Modeling Commitment to Professional Learning
A leader engages in career-long professional learning and ongoing critical reflection to identify opportunities for improving leadership, teaching, and learning.
I believe it is important for teachers and administrators to be life long learners. The challenge of mastering new skills reminds us of how hard our students work everyday. It allows us to connect with our students on a different level when we share our learning and growth.
In the 2018-2019 school year I had 2 areas of focus for my professional development plan. I took a course at Red Deer College learning American Sign Language as a second language. This is an area of personal interest but also serves some of our inclusion students. My other focus was looking at supporting staff; being aware of their personal needs and struggles and offering appropriate help. Reading Dare To Lead with my administration PLT group has exposed me to some extraordinary conversations and perspectives. I feel this has positively impacted my people skills.
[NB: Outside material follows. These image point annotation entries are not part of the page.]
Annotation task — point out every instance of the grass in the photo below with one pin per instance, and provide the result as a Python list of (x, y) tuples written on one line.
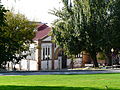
[(61, 82)]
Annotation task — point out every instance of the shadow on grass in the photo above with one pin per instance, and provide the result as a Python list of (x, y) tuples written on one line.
[(11, 87)]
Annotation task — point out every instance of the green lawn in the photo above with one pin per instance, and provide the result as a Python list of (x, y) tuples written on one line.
[(61, 82)]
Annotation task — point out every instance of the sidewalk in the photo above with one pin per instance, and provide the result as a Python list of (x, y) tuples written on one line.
[(57, 72)]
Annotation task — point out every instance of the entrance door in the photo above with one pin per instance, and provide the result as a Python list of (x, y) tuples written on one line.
[(63, 59)]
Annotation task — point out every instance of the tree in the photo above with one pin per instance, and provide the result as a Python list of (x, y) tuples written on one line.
[(87, 25), (18, 34), (76, 30), (2, 23)]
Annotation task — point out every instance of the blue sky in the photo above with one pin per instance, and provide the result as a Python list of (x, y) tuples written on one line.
[(34, 9)]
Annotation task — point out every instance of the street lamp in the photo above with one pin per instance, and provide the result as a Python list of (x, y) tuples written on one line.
[(112, 50), (47, 58)]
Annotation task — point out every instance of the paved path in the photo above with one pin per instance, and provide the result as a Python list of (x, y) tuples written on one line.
[(58, 72)]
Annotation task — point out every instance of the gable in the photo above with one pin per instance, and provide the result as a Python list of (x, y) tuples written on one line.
[(49, 38)]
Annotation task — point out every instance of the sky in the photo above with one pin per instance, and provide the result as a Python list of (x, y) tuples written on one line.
[(36, 10)]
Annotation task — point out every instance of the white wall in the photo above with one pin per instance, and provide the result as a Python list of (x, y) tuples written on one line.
[(44, 65), (47, 39)]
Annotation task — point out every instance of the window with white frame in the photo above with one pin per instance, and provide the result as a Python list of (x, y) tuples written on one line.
[(46, 53)]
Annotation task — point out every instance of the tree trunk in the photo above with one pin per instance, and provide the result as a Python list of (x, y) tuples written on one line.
[(86, 59), (94, 58), (109, 59)]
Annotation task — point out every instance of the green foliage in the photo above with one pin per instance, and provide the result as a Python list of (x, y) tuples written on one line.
[(88, 25), (18, 34)]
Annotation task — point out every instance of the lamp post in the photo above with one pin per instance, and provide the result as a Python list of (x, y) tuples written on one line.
[(47, 58), (112, 50)]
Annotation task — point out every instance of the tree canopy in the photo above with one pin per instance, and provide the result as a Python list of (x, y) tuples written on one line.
[(87, 25), (18, 34)]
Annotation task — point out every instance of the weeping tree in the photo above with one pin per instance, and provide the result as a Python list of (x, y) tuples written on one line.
[(17, 36), (2, 37)]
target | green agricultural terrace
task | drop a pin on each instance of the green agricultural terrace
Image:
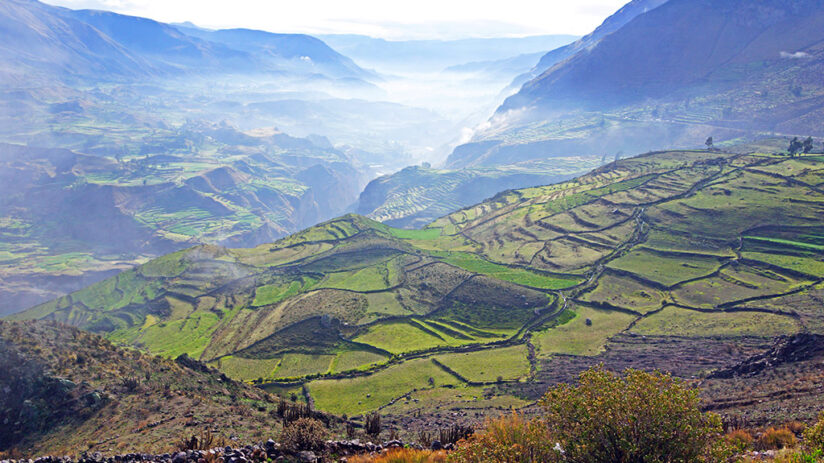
(482, 303)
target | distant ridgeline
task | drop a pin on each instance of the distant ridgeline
(685, 245)
(659, 75)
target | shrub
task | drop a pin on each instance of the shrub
(454, 433)
(203, 441)
(776, 439)
(814, 435)
(649, 417)
(372, 424)
(739, 439)
(304, 434)
(402, 456)
(801, 457)
(508, 439)
(796, 427)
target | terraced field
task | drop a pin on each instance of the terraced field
(487, 305)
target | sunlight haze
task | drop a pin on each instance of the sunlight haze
(399, 20)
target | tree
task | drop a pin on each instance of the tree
(807, 146)
(637, 417)
(795, 146)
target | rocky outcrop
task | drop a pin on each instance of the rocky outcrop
(269, 451)
(785, 349)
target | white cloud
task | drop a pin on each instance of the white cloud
(393, 19)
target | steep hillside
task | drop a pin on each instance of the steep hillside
(66, 391)
(70, 219)
(52, 44)
(670, 77)
(685, 261)
(415, 196)
(616, 21)
(39, 43)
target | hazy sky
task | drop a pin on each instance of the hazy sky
(391, 19)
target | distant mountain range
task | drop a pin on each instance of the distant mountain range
(52, 43)
(670, 75)
(436, 55)
(616, 21)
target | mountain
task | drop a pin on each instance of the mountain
(69, 219)
(685, 261)
(616, 21)
(415, 196)
(58, 44)
(66, 391)
(39, 42)
(299, 49)
(730, 70)
(435, 55)
(503, 67)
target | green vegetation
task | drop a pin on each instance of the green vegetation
(477, 264)
(363, 393)
(604, 418)
(247, 369)
(507, 363)
(667, 271)
(579, 338)
(683, 322)
(352, 307)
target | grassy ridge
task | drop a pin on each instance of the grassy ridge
(648, 245)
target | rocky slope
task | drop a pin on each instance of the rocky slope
(67, 391)
(686, 261)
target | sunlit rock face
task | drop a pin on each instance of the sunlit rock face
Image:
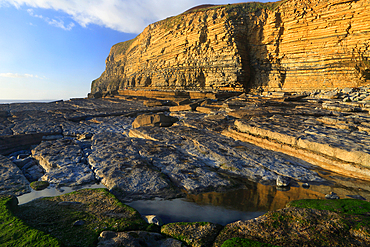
(290, 45)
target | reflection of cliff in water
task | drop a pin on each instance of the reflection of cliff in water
(257, 197)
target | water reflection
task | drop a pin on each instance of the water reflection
(182, 210)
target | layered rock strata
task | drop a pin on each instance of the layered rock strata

In the 2017-2018 school year I focused my professional development plan on learning more about our First Nations, Metis, and Inuit communities as well as learning more about the needs of LGBTQ2S+ students and families.
A Knock at the Door and Seven Fallen Feathers were books recommended to me by our Walking Together representative, Crystal Clark. Reading A Knock at the Door was an eyeopening overview of the history of residential schools in Canada. It was so packed with information that I will need to reread it again next year as I know there is information that I didn't absorb on the first reading. Seven Fallen Feathers is a heartbreaking account of seven teenaged students that died from 2000-2011 while in Thunder Bay to attend high school. Away from their families and support systems, the children tried to navigate city life and high school. The book focuses on seven students in Thunder Bay but it opened my eyes further to the systemic problem we have across Canada.
I attended the 6th Annual GSA Conference in Calgary with one of the parents of a student from our school. I was interested in learning more about what I can do as a teacher and administrator to support gender diverse students. I hope to attend again next year as there were many session I would have enjoyed going to. The conference had over 30 sessions to attend and each participant could attend a maximum of three.